Menghela nafas panjang saat menuliskan deret bencana awal tahun ini, maka dari itu kita harus banyak mendapat hikmah dan pelajaran dari apa yang sudah Allah SWT berikan agar kita bersama bangsa ini menjadi lebih baik. Setiap orang yang beriman pasti akan menghadapi ujian dari Allah SWT. Bencana, merupakan salah satu bentuk ujian yang Allah berikan. Maka, ketika suatu daerah dengan penduduk muslim yang bertakwa Allah timpakan bencana, ini adalah ujian bagi mereka, agar mereka membuktikan keimanannya dan bersabar, bertawakal kepada Allah.

Selain itu bencana, juga merupakan teguran dan peringatan Allah bagi kaum muslimin khususnya dan umat manusia umumnya. Bencana yang bertubi-tubi datang boleh jadi adalah teguran dan peringatan Allah atas banyaknya dosa umat. Dosa apa yang tidak dilakukan umat manusia saat ini, termasuk di Indonesia? Mengurangi timbangan dan takaran sebagaimana kaum Madyan? Homo sebagaimana kaum Nabi Luth? Zina, mabuk, membunuh, mencuri, korupsi, dan kejahatan lain?

Sepertinya semua komplit dilakukan di negeri ini. Membuat persaksian palsu pun sudah jamak dilakukan. Menolak hukum Allah, menganggapnya usang dan layak dimasukkan museum, bahkan menantang azab Allah. Yang ironis, di saat dosa makin menyebar, justru upaya amar makruf nahi mungkar dibungkam. Ormas-ormas yang selama ini menjalankan amar makruf nahi mungkar dibubarkan dan dilarang beraktivitas. Aktivis-aktivisnya dikriminalisasi dan dipenjarakan dengan alasan yang dicari-cari. Padahal, berhentinya amar makruf nahi mungkar adalah juga salah satu pengundang bencana.

Bencana sebagai hukuman Allah turunkan kepada orang-orang yang berdosa dan durhaka, sebagaimana bencana yang terjadi pada kaum Ad, Tsamud dan sebagainya. Jikalau sekiranya penduduk negeri-negeri beriman dan bertakwa, pastilah Kami akan melimpahkan kepada mereka berkah dari langit dan bumi, tetapi mereka mendustakan (ayat-ayat Kami) itu, maka Kami siksa mereka disebabkan perbuatannya.(QS Al-Araf: 96) 

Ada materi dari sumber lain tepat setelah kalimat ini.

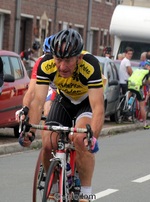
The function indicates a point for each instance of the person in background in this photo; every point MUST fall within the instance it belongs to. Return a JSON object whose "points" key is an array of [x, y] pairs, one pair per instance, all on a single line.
{"points": [[136, 81], [107, 52], [121, 56], [125, 69], [29, 96], [142, 60], [1, 75]]}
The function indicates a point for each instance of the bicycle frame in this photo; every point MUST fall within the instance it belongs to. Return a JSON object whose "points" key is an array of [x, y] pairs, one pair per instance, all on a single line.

Inilah yang semestinya kita hindari mendustakan dan mengingkari ayat-ayat Allah. Karena jika hal tersebut kita lakukan, boleh jadi Allah akan menghukum kita.
Dengan memperhatikan kondisi yang saat ini terjadi, di mana dosa-dosa dan maksiat telah menyebar di seluruh negeri, sementara amar makruf nahi mungkar dibungkam dan aktivisnya dikriminalisasi, wajar bila Allah menegur dan memperingatkan kita dengan bencana demi bencana yang mendera hari ini. Maka, harus ada muhasabah nasional yang dilakukan seluruh umat, baik rakyat maupun penguasa, harus dilakukan dalam rangka mencari dan mengoreksi kesalahan-kesalahan kita.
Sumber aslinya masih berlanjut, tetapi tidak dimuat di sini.